With loss of tree a reminder of Marion’s past

Jan 31, 2023

MARION — The 100-year-old Norway Spruce in front of Sippican School in Marion was more than a tree, it was a “cradle of memories.”

On Tuesday, Jan. 31, trucks carrying workers, chainsaws, ropes and pulleys arrived at Sippican School in Marion to cut down the towering tree after it was struck by lightning and deemed a “hazard.”

According to Marion Parks and Tree Committee Chair Margie Baldwin, an assessment from Bartlett Tree Experts determined that the tree was “too compromised” and needed to come down.

“We were, needless to say, upset about that,” Baldwin said.

For many Marion residents, including Sippican School music teacher Hannah Moore, the tree was more than wood, branches and pine needles.

At the base of the tree, she explained, sits a garden dedicated to former Sippican School principal Mary Lou Hobson. The garden is also dedicated to the memory of four students who died while enrolled at the school: Cory Jackson, Alexis Wisner, Andrew Rego and Marques Sylvia.

The garden was designed by former Marion Select Board Member Steve Gonsalves, and Marion Parks and Tree Committee member Susannah Davis.

When Moore found out the tree was coming down, she began contacting the families of each memorialized student to tell them the news and to gain their input on the situation.

“I don't know if they're going to want to be involved or not, but still, they should have the opportunity,” she said. “I'm really pushing for engagement with these different families.”

According to Moore, everyone she has been able to contact understands the need to cut down the tree and wants to be involved if they are able.

Baldwin hopes that a new memorial garden can be planted for the four students.

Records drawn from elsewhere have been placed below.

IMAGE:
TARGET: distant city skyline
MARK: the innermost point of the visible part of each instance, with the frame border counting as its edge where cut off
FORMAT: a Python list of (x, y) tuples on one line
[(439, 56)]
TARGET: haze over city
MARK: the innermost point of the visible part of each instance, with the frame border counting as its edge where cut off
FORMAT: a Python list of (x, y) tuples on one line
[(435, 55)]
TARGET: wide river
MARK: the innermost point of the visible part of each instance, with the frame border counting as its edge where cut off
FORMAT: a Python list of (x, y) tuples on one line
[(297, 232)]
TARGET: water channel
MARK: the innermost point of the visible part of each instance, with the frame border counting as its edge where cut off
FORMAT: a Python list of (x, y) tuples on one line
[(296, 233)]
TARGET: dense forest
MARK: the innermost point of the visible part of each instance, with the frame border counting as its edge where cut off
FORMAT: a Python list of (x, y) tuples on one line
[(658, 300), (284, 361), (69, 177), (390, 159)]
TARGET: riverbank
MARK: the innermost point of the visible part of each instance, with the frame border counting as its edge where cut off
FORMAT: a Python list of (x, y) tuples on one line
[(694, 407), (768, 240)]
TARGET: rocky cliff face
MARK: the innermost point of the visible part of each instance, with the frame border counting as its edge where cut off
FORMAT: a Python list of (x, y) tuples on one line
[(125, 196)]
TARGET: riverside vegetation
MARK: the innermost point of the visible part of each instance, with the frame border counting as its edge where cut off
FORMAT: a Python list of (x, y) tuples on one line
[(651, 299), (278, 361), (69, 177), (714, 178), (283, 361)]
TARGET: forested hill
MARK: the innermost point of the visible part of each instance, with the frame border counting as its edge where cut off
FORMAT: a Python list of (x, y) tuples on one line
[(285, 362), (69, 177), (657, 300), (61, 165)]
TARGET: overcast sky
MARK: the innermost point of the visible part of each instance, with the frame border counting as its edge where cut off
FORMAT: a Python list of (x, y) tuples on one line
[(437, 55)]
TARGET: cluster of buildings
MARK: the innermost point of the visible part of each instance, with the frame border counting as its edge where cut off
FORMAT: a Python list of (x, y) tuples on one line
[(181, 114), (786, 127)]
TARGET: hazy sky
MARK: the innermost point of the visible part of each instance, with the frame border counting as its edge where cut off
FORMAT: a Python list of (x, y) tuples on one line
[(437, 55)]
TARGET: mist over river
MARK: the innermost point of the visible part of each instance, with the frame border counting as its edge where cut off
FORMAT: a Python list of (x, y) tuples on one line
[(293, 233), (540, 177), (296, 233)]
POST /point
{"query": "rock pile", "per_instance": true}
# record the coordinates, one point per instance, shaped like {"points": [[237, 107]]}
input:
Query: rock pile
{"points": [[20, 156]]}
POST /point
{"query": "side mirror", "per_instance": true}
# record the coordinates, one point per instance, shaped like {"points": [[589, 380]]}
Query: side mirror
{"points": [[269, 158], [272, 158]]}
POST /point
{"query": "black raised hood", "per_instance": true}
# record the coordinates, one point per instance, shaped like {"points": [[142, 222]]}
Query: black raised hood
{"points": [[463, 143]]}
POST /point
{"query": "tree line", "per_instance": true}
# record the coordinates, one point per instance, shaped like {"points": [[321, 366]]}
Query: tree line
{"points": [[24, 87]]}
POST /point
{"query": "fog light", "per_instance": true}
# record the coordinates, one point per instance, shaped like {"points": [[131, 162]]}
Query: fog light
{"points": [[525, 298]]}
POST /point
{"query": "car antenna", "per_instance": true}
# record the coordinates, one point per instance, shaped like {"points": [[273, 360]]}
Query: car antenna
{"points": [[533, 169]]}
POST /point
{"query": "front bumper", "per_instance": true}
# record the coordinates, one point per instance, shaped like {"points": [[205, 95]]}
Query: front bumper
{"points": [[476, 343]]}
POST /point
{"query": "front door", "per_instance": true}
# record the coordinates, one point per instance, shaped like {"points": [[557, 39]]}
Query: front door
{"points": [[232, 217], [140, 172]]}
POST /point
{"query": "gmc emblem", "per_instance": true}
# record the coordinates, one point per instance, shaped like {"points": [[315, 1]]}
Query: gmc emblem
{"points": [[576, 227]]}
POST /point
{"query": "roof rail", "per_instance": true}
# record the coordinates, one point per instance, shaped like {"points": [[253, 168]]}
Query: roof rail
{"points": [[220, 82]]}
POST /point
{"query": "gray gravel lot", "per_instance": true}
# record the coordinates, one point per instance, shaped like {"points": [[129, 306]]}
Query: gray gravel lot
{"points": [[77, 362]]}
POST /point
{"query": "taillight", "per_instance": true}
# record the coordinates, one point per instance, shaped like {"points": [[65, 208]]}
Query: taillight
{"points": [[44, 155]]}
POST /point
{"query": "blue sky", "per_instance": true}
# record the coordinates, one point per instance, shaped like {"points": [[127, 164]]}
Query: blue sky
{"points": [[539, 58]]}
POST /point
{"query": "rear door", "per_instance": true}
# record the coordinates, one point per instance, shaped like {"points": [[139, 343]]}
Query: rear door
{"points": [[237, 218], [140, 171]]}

“We're going to get together and decide how we're going to improve this garden,” she said. “We may plant four trees, one for each family.”

Cutting the tree

On the day of the cutting, workers moved quickly, reducing the tree to a four-foot diameter stump in a little over two hours.

Harry Harmon, a worker with Nadeau Tree Service, was hoisted 85 feet in the air above the tree. His job was to cut off pieces of the tree, which would then be lowered to the ground and cut further.

According to Ryan Nadeau, owner of Nadeau Tree Service, cutting down a tree is a “science.” In fact, he prefers the term “calculated tree removal.”

“These are educated guys,” said Nadeau, referring to his workers. “You don’t see tattooed, chain-smoking, chainsaw-wielding bikers anymore.”

While Harmon was dangled above the tree, Shayne Bradford maneuvered the crane that brought down each log. On the ground, Duel Branco and Mason Shea cut branches off each log, shredded undesirable pieces of wood and saved anything that could be used.

According to Marion Tree Warden Lee Gunschel, seven logs from the tree will be saved and used for woodworking projects in honor of the memorial garden and the tree itself.

After the final section of tree was cut, and the sound of chainsaws and machinery died out, Gonsalves quietly counted the tree stump’s exposed rings.

He hopes to keep the stump in the ground, so it can be used as a table and teaching tool for future generations of Sippican School students. Students could learn about the circle of life by learning about this tree, he said.

This tree was “like a person,” said Gonsalves. “Sooner or later it’s time to go.”